问题
Consider the following C program:
#include <stdio.h>
int main(){
int a =-1;
unsigned b=-1;
if(a==b)
printf("%d %d",a,b);
else
printf("Unequal");
return 0;
}
In the line printf("%d %d",a,b);, "%d" is used to print an unsigned type. Does this invoke undefined behavior and why?
回答1:
Although you are explicitly allowed to use the va_arg macro from <stdarg.h> to retrieve a parameter that was passed as an unsigned as an int (7.15.1.1/2), in the documentation for fprintf (7.19.6.1/9) which also applies to printf, it explicitly states that if any argument is not the correct type for the format specifier - for an unmodified %d, that is int - then the behaviour is not defined.
As @bdonlan notes in a comment, if the value of b (in this case 2^N - 1 for some N) is not representable in an int then it would be undefined behavior to attempt to access the value as an int using va_arg in any case. This would only work on platforms where the representation of an unsigned used at least one padding bit where the corresponding int representation had a sign bit.
Even in the case where the value of (unsigned)-1 can be represented in an int, I still read this as being technically undefined behavior. As part of the implementation, it would seem to be allowed for an implementation to use built in magic instead of va_args to access the parameters to printf and if you pass something as an unsigned where an int is required then you have technically violated the contract for printf.
回答2:
The standard isn't 100% clear on this point. On one hand, you get the specification for va_arg, which says (§7.15.1.1/2):
If there is no actual next argument, or if type is not compatible with the type of the actual next argument (as promoted according to the default argument promotions), the behavior is undefined, except for the following cases:
- one type is a signed integer type, the other type is the corresponding unsigned integer type, and the value is representable in both types;
- one type is pointer to void and the other is a pointer to a character type.
On the other hand, you get the specification of printf (§7.19.6.1/9):
If any argument is not the correct type for the corresponding conversion specification, the behavior is undefined."

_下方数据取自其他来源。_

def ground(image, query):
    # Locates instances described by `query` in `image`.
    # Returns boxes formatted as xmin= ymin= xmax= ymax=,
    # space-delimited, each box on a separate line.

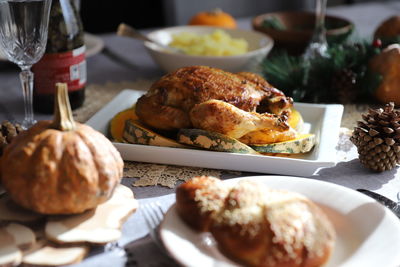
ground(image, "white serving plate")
xmin=160 ymin=176 xmax=400 ymax=267
xmin=86 ymin=89 xmax=343 ymax=176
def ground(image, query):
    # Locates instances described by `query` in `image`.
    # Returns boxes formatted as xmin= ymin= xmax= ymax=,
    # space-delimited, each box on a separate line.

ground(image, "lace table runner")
xmin=74 ymin=80 xmax=364 ymax=188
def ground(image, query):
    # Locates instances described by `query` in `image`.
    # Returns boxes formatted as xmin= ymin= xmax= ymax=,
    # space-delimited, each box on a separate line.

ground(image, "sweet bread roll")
xmin=210 ymin=180 xmax=273 ymax=266
xmin=211 ymin=180 xmax=335 ymax=267
xmin=176 ymin=177 xmax=335 ymax=267
xmin=175 ymin=176 xmax=228 ymax=232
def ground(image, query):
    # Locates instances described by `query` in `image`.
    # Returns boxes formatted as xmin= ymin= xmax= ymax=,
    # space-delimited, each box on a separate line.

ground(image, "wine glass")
xmin=303 ymin=0 xmax=329 ymax=60
xmin=0 ymin=0 xmax=52 ymax=128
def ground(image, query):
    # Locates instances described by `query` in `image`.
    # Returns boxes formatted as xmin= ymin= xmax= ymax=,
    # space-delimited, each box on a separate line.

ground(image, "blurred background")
xmin=80 ymin=0 xmax=386 ymax=33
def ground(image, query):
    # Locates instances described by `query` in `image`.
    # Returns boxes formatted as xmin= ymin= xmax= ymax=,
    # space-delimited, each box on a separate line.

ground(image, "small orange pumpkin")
xmin=369 ymin=44 xmax=400 ymax=105
xmin=188 ymin=8 xmax=237 ymax=29
xmin=374 ymin=16 xmax=400 ymax=41
xmin=1 ymin=83 xmax=124 ymax=214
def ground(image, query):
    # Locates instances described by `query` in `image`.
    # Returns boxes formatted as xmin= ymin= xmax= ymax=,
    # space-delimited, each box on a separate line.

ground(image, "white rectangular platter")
xmin=86 ymin=89 xmax=343 ymax=177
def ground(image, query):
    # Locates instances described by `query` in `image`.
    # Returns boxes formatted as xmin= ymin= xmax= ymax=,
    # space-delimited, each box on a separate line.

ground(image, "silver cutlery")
xmin=357 ymin=189 xmax=400 ymax=219
xmin=116 ymin=23 xmax=182 ymax=54
xmin=141 ymin=202 xmax=168 ymax=251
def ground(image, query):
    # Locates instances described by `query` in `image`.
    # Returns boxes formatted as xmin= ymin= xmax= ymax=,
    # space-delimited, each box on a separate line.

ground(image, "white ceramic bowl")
xmin=144 ymin=26 xmax=274 ymax=73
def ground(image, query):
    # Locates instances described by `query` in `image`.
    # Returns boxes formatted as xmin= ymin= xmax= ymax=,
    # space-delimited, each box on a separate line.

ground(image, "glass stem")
xmin=312 ymin=0 xmax=328 ymax=46
xmin=19 ymin=67 xmax=36 ymax=128
xmin=303 ymin=0 xmax=329 ymax=60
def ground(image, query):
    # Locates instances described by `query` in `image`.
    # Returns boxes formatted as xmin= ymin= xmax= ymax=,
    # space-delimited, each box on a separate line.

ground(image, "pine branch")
xmin=260 ymin=42 xmax=382 ymax=103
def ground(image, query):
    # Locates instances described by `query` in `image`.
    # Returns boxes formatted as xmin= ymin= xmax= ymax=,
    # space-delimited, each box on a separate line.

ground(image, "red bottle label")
xmin=33 ymin=46 xmax=86 ymax=94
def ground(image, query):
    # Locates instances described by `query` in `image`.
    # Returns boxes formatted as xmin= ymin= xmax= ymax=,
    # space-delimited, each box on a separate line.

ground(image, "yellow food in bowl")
xmin=169 ymin=29 xmax=248 ymax=56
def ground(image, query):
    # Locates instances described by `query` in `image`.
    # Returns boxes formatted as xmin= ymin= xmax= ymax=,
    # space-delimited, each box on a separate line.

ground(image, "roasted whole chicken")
xmin=136 ymin=66 xmax=294 ymax=141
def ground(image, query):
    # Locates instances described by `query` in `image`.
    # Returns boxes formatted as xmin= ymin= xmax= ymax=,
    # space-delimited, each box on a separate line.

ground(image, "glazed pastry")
xmin=175 ymin=176 xmax=228 ymax=232
xmin=211 ymin=180 xmax=335 ymax=267
xmin=176 ymin=177 xmax=336 ymax=267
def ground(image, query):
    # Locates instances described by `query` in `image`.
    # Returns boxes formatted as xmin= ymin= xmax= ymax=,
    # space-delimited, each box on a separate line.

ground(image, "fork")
xmin=392 ymin=192 xmax=400 ymax=217
xmin=357 ymin=189 xmax=400 ymax=219
xmin=141 ymin=202 xmax=167 ymax=251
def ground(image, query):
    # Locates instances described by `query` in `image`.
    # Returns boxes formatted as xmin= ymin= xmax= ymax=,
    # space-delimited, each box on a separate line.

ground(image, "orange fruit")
xmin=188 ymin=8 xmax=237 ymax=29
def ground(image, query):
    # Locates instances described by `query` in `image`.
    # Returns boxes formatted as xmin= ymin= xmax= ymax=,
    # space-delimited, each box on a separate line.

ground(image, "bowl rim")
xmin=252 ymin=10 xmax=354 ymax=35
xmin=144 ymin=25 xmax=274 ymax=59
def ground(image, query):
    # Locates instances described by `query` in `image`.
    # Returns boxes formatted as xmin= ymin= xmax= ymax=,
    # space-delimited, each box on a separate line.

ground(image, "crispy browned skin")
xmin=136 ymin=66 xmax=293 ymax=133
xmin=190 ymin=99 xmax=289 ymax=139
xmin=236 ymin=72 xmax=293 ymax=116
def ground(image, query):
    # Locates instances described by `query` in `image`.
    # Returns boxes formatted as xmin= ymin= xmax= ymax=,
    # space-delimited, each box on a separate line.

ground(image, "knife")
xmin=357 ymin=189 xmax=400 ymax=218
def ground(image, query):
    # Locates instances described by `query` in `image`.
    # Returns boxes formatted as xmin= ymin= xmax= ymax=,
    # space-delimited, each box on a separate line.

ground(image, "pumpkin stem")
xmin=51 ymin=83 xmax=76 ymax=131
xmin=210 ymin=8 xmax=222 ymax=15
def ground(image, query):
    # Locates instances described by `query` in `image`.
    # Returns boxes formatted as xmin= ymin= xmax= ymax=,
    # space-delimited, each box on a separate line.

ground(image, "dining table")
xmin=1 ymin=1 xmax=400 ymax=267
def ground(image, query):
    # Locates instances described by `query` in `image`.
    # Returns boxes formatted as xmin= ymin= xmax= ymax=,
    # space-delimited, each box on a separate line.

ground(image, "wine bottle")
xmin=33 ymin=0 xmax=86 ymax=113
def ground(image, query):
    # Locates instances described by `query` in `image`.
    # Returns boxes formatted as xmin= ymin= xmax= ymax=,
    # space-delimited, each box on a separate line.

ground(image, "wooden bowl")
xmin=252 ymin=11 xmax=353 ymax=55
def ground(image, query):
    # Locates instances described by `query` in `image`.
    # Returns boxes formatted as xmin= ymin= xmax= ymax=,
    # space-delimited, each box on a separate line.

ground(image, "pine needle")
xmin=260 ymin=42 xmax=382 ymax=103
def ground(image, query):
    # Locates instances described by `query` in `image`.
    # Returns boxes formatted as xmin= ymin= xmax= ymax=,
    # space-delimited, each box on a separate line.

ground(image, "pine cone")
xmin=350 ymin=102 xmax=400 ymax=172
xmin=331 ymin=68 xmax=358 ymax=104
xmin=0 ymin=121 xmax=24 ymax=156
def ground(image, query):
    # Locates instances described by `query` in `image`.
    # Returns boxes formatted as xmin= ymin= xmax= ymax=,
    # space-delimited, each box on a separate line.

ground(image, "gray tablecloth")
xmin=1 ymin=2 xmax=400 ymax=266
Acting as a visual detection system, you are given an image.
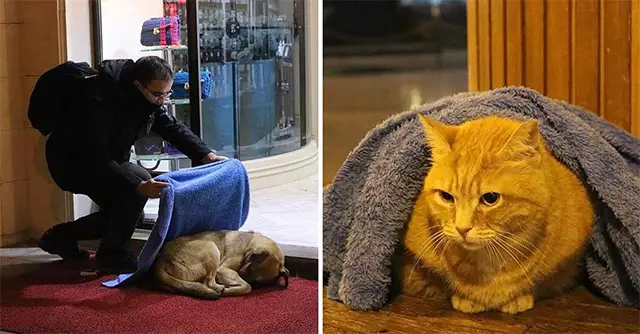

Given that it's pretty much a given that printf will retrieve arguments with va_arg, I'd say you're pretty safe with values that can be represented in the target type, but not otherwise. Since you've converted -1 to an unsigned before you pass it, the value will be out of the range that can be represented in a signed int, so the behavior will be undefined.
回答3:
Yes, the if will always evaluate to true and the printf will attempt to print an unsigned as a signed. Since the signed type may have trap representations, this may be UB if the sign representation is one's complement.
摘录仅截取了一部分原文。